To ensure the QPP is implemented fairly and in a way that will not hinder our ability to care for patients, urologists urge lawmakers to make the following requests of CMS:

  1. Remove the all-or-nothing compliance requirement from the base score of the Advancing Care Information (ACI) performance category.
    CMS claims that ACI moves away from the all-or-nothing meaningful use measurement standard. While the Quality Payment Program adopts a more flexible scoring methodology for meaningful use by allowing physicians to choose measures that reflect how they use certified EHR technology (CEHRT) in their day-to-day practices for the ACI performance score, the base score still requires physicians to report data on 5 mandatory objectives, or fail the ACI performance category all together (25% of the total composite score). In this respect, the ACI category is still an all-or-nothing standard.

  2. Extend the 90-day ACI reporting requirement beyond the 2017 and 2018 performance periods.
    Starting in 2018, physicians will be required to use the 2015 CEHRT Edition. Some physicians, particularly smaller or less resourced practices, do not expect to receive the 2015 CEHRT upgrades to their EHR systems prior to the start of 2018. Lack of vendor readiness and ability to deliver products in time will place some physicians at jeopardy of missing the full reporting year period starting in 2019. Also, physicians typically need several months to test new software updates after installation to ensure programs are operating properly. In such cases, a full year reporting period may force many physicians to seek a hardship exception, whereas a shorter 90-day reporting period would allow physicians to familiarize themselves with new EHR installations and still be able to meet the reporting period compliance requirement.

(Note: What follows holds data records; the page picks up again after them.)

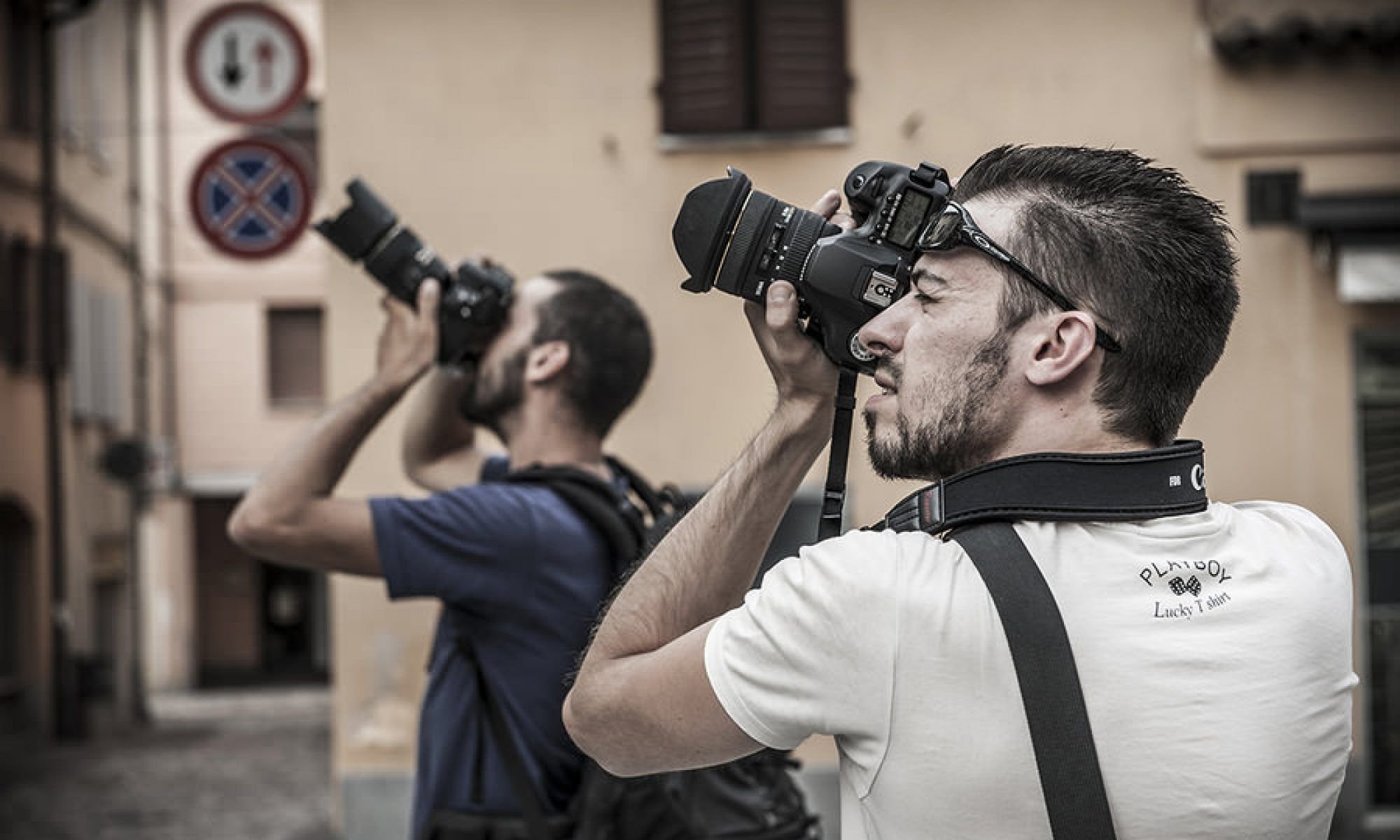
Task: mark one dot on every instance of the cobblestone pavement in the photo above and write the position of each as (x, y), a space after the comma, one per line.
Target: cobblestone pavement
(218, 766)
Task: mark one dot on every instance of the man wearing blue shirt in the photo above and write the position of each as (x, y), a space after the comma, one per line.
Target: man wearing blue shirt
(520, 573)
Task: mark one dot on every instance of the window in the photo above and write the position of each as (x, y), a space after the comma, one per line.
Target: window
(295, 354)
(752, 66)
(1378, 391)
(16, 293)
(97, 323)
(54, 312)
(22, 43)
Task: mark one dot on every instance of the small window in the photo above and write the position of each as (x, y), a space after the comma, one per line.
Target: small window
(295, 352)
(16, 293)
(54, 310)
(752, 66)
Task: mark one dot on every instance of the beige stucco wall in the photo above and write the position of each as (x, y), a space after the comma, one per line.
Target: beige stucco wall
(528, 131)
(225, 425)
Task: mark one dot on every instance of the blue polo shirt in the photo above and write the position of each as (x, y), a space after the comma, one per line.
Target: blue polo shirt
(523, 576)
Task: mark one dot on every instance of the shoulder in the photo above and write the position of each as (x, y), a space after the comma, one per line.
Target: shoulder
(1286, 522)
(864, 565)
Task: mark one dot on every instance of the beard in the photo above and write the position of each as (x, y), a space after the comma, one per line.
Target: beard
(493, 397)
(965, 435)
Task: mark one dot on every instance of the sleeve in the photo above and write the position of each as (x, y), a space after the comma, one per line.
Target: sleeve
(813, 650)
(465, 547)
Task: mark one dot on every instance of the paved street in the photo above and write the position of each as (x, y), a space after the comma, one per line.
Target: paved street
(218, 766)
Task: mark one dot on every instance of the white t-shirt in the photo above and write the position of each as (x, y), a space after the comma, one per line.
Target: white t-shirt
(1214, 653)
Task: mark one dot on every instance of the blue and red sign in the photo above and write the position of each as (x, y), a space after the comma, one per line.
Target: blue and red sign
(251, 198)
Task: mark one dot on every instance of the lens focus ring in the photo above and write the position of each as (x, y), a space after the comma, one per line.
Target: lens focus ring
(807, 229)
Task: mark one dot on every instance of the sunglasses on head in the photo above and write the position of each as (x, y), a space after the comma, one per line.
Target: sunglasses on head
(954, 227)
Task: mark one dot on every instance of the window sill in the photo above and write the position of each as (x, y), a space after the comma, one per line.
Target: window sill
(838, 136)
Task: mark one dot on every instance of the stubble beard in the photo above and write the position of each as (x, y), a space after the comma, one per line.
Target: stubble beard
(965, 435)
(492, 398)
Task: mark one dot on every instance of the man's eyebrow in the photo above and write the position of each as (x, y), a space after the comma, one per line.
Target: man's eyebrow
(922, 276)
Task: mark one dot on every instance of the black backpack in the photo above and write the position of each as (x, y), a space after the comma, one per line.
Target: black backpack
(751, 799)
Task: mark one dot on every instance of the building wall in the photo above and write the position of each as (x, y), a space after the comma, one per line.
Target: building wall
(530, 132)
(211, 410)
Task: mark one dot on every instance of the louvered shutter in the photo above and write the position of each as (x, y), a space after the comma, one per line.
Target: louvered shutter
(705, 66)
(800, 51)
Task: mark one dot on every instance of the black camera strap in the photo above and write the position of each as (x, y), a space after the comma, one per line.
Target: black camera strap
(834, 500)
(1087, 488)
(976, 509)
(1051, 692)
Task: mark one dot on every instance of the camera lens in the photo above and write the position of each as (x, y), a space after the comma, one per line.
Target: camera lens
(705, 225)
(741, 240)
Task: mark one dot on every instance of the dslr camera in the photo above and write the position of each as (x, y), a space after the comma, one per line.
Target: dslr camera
(740, 240)
(475, 299)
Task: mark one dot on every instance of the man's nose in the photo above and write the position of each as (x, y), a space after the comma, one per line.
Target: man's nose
(883, 335)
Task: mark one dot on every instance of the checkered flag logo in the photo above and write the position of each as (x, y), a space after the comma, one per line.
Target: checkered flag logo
(1181, 587)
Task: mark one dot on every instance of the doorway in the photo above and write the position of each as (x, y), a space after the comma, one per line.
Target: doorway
(257, 624)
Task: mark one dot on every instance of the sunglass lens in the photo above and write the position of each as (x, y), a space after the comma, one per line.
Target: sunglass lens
(943, 230)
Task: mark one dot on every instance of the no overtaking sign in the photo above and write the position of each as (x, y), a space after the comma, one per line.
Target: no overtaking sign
(247, 62)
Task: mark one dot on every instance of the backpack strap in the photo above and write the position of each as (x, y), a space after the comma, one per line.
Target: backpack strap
(522, 785)
(1060, 734)
(604, 506)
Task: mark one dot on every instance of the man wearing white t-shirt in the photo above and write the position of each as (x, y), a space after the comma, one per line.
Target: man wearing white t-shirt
(1213, 649)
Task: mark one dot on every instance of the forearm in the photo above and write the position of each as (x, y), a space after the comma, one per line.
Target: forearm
(312, 467)
(709, 561)
(439, 444)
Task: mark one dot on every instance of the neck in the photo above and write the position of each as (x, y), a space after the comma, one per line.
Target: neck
(1063, 429)
(547, 433)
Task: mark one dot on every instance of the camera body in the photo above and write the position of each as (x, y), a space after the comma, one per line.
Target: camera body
(740, 240)
(475, 299)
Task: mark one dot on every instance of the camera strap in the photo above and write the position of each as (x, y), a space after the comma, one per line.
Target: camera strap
(976, 509)
(1060, 486)
(834, 499)
(1051, 692)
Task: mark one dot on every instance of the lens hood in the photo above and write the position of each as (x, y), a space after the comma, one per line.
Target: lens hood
(705, 225)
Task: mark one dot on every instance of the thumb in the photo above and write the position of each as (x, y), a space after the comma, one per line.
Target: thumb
(782, 306)
(429, 295)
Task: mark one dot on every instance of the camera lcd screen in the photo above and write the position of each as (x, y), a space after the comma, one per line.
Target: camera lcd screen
(905, 226)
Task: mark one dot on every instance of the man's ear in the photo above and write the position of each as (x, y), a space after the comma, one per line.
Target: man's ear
(1065, 345)
(545, 362)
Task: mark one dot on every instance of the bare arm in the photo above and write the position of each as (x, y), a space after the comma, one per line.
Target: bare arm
(439, 446)
(643, 702)
(290, 516)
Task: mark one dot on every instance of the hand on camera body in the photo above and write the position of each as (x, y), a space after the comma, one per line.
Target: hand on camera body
(410, 338)
(803, 373)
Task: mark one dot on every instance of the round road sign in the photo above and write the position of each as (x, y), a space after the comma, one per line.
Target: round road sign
(250, 198)
(247, 62)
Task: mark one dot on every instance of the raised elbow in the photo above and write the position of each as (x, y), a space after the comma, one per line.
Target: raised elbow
(254, 531)
(596, 733)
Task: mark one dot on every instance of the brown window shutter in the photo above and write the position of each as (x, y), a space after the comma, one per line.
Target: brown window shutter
(800, 51)
(54, 312)
(23, 66)
(705, 66)
(18, 310)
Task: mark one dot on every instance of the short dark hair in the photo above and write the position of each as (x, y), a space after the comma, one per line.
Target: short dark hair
(610, 345)
(1147, 255)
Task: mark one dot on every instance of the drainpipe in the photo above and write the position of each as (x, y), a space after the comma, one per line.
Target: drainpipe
(66, 710)
(68, 719)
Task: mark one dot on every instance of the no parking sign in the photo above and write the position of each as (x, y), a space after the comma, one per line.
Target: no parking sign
(250, 198)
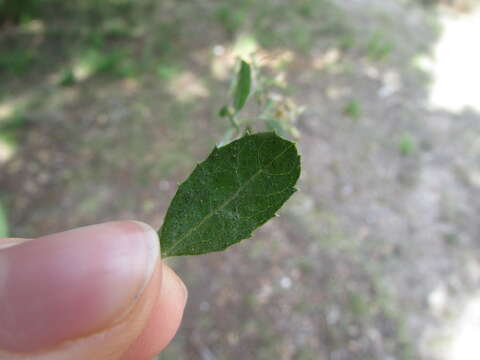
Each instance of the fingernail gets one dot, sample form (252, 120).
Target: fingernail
(72, 284)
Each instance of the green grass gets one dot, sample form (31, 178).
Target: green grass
(379, 47)
(67, 78)
(3, 221)
(16, 61)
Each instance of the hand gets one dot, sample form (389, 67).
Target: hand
(96, 292)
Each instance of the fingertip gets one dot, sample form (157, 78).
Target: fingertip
(165, 318)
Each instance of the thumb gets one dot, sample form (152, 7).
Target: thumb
(81, 294)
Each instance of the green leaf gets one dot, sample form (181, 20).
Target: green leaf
(239, 187)
(3, 222)
(242, 90)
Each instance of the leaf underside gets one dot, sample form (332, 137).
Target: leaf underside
(238, 188)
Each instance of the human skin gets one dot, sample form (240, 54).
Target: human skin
(96, 292)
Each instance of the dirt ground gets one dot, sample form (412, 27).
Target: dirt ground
(375, 257)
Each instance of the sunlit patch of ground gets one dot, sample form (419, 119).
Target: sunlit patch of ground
(456, 67)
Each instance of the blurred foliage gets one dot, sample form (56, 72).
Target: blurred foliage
(407, 144)
(353, 109)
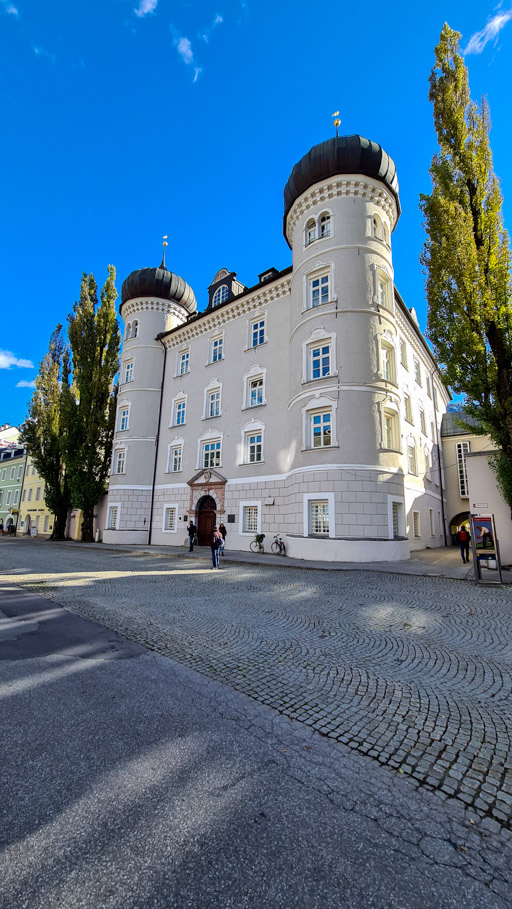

  3. Make adoption of 2015 Edition CEHRT voluntary.
    For the 2017 QPP performance period, physicians have the option to use EHR technology certified to the 2014 or 2015 Edition, or a combination of both 2014 and 2015 Editions. Starting in 2018, physicians are required to use only the 2015 Edition CEHRT. Very few vendor products meet the 2015 certification criteria required for approval by the Office of the National Coordinator for Health Information Technology (ONC) Health IT Certification Program. Mandating use of EHR technology certified to the 2015 Edition CEHRT by 2018 may unfairly subject physicians to financial penalties under the QPP or force them to file for hardship exceptions due to unavailable vendor products.